BIC NEW YORK — Marking 30 years since the United Nations’ landmark Fourth World Conference on Women and its Beijing Declaration and Platform for Action, the Bahá'í International Community (BIC) recently launched In Full Partnership: Thirty Years of Women's Advancement at the United Nations and Beyond at an event held at its New York Office.
The gathering brought together diplomats, UN officials, and civil society leaders. Ambassador Maritza Chan Valverde of Costa Rica, incumbent Chair of the Commission on the Status of Women, praised the book as a timely contribution to the “unfinished journey” toward equality. “When we put women and girls at the center,” she said, “societies become safer, economies stronger, and peace more enduring.”
The volume offers a comprehensive compilation of the BIC’s contributions to the international discourse on the equality of women and men, inviting deeper exploration of what it means for humanity to advance together.
The book consolidates three decades of statements, perspectives, and insights shared through sustained participation in the UN’s Commission on the Status of Women. Its contents are organized around the twelve areas of critical concern of the 1995 Beijing Platform for Action, supplemented by sections titled “The role of men and boys” and “Intersections between faith and feminism”.
“The Bahá’í community’s commitment to gender equality and justice is rooted in the belief that all human beings are created to carry forward an ever-advancing civilization, and that gender equality is a prerequisite for peace,” said Bani Dugal, Principal Representative of the Bahá’í International Community, speaking at the book’s recent launch in New York.
The foreword addresses contemporary issues, noting that while the struggle for equality has faced serious challenges—political polarization, entrenched patriarchal norms, and rising authoritarianism—the collective efforts of individuals, social movements, and organizations have also yielded notable progress. This, it states, is a moment for the international community “to reckon with enduring challenges and to recommit to a shared narrative of the world we are building together.”
Drawing on the experiences of Bahá’í communities in more than 100,000 localities worldwide, the book illustrates how collaboration among individuals, families, governments, and organizations can generate new cultural patterns and collective practices rooted in equality.
“Advancing gender equality requires the full engagement of every segment of society,” said Liliane Nkunzimana, a BIC representative. “Ultimately, it is about dismantling harmful norms that limit us all and nurturing new ones that allow women and men alike to flourish.”

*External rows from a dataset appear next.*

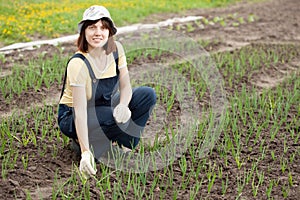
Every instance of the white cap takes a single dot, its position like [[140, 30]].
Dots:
[[96, 12]]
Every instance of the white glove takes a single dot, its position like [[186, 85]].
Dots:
[[87, 165], [122, 113]]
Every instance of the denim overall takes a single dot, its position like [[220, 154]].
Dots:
[[102, 127]]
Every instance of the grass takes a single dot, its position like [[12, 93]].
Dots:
[[258, 141], [245, 130], [22, 21]]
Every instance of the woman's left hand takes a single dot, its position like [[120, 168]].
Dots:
[[122, 113]]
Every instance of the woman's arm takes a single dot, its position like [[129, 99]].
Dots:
[[125, 86]]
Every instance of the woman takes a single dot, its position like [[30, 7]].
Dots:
[[91, 109]]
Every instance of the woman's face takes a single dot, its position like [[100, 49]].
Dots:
[[96, 35]]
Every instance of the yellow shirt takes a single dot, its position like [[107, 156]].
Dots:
[[78, 74]]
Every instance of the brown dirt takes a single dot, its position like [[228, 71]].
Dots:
[[277, 22]]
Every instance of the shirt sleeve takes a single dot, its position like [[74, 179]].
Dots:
[[122, 56], [76, 72]]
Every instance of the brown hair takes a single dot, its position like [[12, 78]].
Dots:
[[109, 47]]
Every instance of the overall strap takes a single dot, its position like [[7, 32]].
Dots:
[[116, 57]]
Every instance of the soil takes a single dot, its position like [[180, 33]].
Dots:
[[277, 22]]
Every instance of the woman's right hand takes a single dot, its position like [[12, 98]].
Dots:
[[87, 165]]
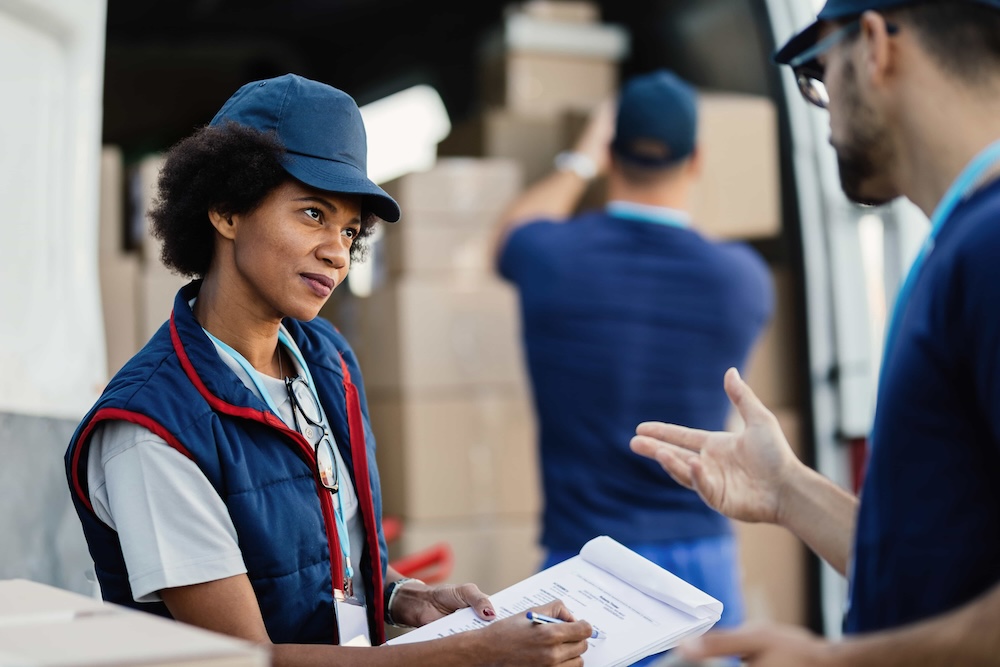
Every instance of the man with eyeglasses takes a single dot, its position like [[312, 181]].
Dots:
[[913, 91]]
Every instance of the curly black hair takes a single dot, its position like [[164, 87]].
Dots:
[[229, 168]]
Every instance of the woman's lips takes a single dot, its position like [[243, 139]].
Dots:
[[318, 283]]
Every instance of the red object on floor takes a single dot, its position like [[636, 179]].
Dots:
[[432, 565]]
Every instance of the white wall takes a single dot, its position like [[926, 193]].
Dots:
[[51, 78]]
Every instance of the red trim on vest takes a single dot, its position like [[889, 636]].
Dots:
[[116, 414], [359, 453]]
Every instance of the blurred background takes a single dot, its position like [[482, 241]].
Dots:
[[465, 104]]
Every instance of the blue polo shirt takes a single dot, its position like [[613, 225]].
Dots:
[[928, 537], [627, 320]]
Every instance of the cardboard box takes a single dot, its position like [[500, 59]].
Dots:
[[532, 140], [43, 626], [435, 242], [142, 191], [449, 216], [156, 292], [459, 185], [773, 560], [738, 194], [461, 454], [425, 333], [541, 66], [772, 370], [544, 83], [562, 10], [119, 275], [489, 552], [111, 228]]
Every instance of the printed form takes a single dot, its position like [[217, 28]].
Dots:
[[641, 608]]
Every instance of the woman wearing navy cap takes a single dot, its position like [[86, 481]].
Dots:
[[227, 477]]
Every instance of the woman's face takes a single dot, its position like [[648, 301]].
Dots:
[[294, 249]]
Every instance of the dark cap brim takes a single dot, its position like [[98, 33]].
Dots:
[[797, 44], [341, 177]]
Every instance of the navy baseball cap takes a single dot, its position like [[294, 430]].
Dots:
[[657, 120], [835, 10], [321, 130]]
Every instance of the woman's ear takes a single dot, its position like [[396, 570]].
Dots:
[[222, 223]]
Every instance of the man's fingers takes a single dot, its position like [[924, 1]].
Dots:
[[676, 461], [688, 438], [742, 396]]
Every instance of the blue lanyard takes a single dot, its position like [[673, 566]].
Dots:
[[964, 185], [342, 532]]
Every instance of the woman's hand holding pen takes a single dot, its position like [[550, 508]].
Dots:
[[516, 641]]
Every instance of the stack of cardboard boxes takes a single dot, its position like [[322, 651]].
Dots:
[[438, 344], [137, 290]]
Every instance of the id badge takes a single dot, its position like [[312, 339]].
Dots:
[[352, 622]]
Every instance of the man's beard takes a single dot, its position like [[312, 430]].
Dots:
[[865, 153]]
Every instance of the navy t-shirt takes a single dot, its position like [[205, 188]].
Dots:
[[928, 537], [626, 321]]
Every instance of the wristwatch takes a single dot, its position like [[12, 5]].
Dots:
[[390, 595], [578, 163]]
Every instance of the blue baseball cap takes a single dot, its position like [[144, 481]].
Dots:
[[657, 120], [321, 130], [835, 10]]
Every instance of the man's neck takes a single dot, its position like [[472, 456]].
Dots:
[[676, 195], [940, 142]]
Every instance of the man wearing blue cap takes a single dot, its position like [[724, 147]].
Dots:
[[913, 90], [226, 477], [622, 310]]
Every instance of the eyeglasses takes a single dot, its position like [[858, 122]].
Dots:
[[304, 403], [808, 70]]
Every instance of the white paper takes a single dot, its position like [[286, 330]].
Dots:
[[636, 623]]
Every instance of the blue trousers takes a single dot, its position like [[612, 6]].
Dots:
[[711, 564]]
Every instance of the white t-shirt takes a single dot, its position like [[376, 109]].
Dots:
[[174, 528]]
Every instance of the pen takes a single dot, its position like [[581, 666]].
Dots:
[[535, 617]]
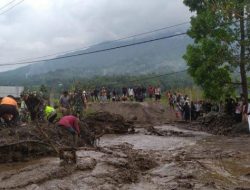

A recurring theme in the book is that humanity is on a path of learning how to practice equality. The foreword explains that, as seen in the experiences of Bahá’í communities worldwide, this path unfolds through a deliberate process of action, reflection, and consultation across diverse cultural and economic contexts. Progress, it suggests, cannot rest on legal reforms or policy changes alone; it requires cultivating new mindsets, relationships, and cultural norms that allow women and men to participate shoulder to shoulder in building just and inclusive societies.
Richly illustrated with photographs from across the globe, In Full Partnership is intended as a resource for policymakers, UN agencies, and civil society organizations. It invites reflection on how societies everywhere can translate the principle of equality into lived reality and offers a call to renewed collective action for justice and peace.